I would say 40% meat/meaty chunks 30% biscuits and the rest fruit, yoghurt, insects etc. they get fruit/yoghurt every day. Hard to judge % we just make up their food by eye.


----------



## philipniceguy (Mar 31, 2008)

cool just wanted ruff idea. as my civets get 75% fruit 25% meat. was just wondering how they compare. sound good and look so similer to palm civets which is why i like them and i prefer feeding meat eaters to fruit eaters, not sure why just do:lol2: so as they more meat be nice


----------



## liam.b (Sep 2, 2006)

philipniceguy said:


> cool just wanted ruff idea. as my civets get 75% fruit 25% meat. was just wondering how they compare. sound good and look so similer to palm civets which is why i like them and i prefer feeding meat eaters to fruit eaters, not sure why just do:lol2: so as they more meat be nice


Lol I know what you mean but yeah they are very much more meat eaters and they LOVE insects. Looking into them do the future then?


----------



## philipniceguy (Mar 31, 2008)

liam.b said:


> Lol I know what you mean but yeah they are very much more meat eaters and they LOVE insects. Looking into them do the future then?


yes i am its just a case of when i get some. I always prefer to get young animals to try and keep them tame 80% of the time it works :lol2:. i got hundreds of thousands of roaches of differant types for the insect side. all my mammals/rodents/lizards love them but civets/**** dogs only get them as treats.


----------



## liam.b (Sep 2, 2006)

philipniceguy said:


> yes i am its just a case of when i get some.

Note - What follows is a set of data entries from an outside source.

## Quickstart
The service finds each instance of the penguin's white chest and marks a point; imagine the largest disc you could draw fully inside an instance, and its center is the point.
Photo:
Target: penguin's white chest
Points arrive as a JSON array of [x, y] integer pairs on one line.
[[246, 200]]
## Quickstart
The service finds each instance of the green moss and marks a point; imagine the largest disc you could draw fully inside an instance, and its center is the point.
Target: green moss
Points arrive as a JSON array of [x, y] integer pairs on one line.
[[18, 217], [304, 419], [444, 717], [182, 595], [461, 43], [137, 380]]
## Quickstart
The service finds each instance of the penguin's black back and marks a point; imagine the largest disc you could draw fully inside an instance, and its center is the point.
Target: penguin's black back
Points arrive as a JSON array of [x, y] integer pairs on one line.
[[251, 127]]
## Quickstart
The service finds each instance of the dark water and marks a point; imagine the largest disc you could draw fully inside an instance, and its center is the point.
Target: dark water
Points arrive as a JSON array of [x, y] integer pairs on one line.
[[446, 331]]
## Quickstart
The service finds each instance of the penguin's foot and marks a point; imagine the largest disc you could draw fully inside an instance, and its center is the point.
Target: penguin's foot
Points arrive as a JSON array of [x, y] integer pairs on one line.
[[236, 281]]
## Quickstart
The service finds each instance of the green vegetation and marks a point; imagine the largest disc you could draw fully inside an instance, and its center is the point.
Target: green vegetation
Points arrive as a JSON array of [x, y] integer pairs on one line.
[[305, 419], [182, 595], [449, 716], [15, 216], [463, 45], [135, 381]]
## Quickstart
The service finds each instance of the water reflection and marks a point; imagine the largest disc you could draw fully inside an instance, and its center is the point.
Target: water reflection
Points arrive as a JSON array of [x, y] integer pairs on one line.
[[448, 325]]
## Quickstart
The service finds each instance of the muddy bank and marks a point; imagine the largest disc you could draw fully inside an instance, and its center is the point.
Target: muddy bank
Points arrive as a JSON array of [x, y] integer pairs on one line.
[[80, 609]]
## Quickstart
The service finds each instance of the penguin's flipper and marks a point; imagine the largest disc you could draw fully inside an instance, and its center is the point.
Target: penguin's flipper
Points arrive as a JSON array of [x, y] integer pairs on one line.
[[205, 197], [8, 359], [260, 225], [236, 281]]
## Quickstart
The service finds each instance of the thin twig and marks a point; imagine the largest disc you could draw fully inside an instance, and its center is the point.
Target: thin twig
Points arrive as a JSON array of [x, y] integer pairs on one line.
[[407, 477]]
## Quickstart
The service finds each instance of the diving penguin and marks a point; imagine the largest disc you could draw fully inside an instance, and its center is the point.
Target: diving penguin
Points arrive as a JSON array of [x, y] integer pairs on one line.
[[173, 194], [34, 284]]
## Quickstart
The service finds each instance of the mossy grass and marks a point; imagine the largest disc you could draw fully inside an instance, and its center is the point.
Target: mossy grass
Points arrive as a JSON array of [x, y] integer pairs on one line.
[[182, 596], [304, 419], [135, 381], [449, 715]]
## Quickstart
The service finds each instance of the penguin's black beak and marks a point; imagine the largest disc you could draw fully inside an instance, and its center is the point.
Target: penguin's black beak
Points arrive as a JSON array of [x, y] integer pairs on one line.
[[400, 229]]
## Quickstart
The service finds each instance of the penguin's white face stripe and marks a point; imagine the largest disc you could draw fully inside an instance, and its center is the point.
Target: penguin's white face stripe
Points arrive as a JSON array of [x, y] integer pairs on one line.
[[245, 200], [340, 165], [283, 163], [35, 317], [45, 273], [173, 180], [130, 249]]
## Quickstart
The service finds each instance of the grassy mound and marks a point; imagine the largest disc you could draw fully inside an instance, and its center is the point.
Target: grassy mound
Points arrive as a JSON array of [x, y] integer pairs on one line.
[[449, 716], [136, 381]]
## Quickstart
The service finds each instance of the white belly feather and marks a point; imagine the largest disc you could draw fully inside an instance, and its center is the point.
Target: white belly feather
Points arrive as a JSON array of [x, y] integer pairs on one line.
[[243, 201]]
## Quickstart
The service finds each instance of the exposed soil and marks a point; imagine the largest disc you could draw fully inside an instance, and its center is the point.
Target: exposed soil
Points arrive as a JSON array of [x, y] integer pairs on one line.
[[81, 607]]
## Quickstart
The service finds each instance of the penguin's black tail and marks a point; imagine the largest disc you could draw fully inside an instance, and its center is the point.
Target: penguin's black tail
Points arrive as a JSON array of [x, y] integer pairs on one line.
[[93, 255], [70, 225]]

I always prefer to get young animals to try and keep them tame 80% of the time it works :lol2:. i got hundreds of thousands of roaches of differant types for the insect side. all my mammals/rodents/lizards love them but civets/**** dogs only get them as treats.


They are getting popular it's just the lack of people actually breeding them, we are hoping for a few litters at least this year. Yeah haven't tried them on roaches but watching them destroy adult locust makes me think they would like em!


----------



## DiLam (Mar 30, 2008)

The genets seem to love apple! When we got them they were on a whole prey item diet only! Although they do eat whole prey diet in the wild. We felt that there poo didnt look healthy at all with the diet so we have tried nearly everything on them to see what they like to eat. Like liam said they get what we feel is enough for them. They wouldnt even eat cat or dog biscuits or meat. We just kept offereing it till they finally munch it down. Must admit they seem alot happier having a varied diet!


----------



## MattsZoo (Oct 27, 2011)

DiLam said:


> I know there silly!
> 
> Having a stretch!
> image
> ...


You and the skunk have the same scruffy black hair :devil: :Na_Na_Na_Na:


----------



## liam.b (Sep 2, 2006)

MattsZoo said:


> You and the skunk have the same scruffy black hair :devil: :Na_Na_Na_Na:


Lol! This is true.


----------



## DiLam (Mar 30, 2008)

MattsZoo said:


> You and the skunk have the same scruffy black hair :devil: :Na_Na_Na_Na:


Lol shes all fluffy now haha. Our skunks both loved shower time lol


----------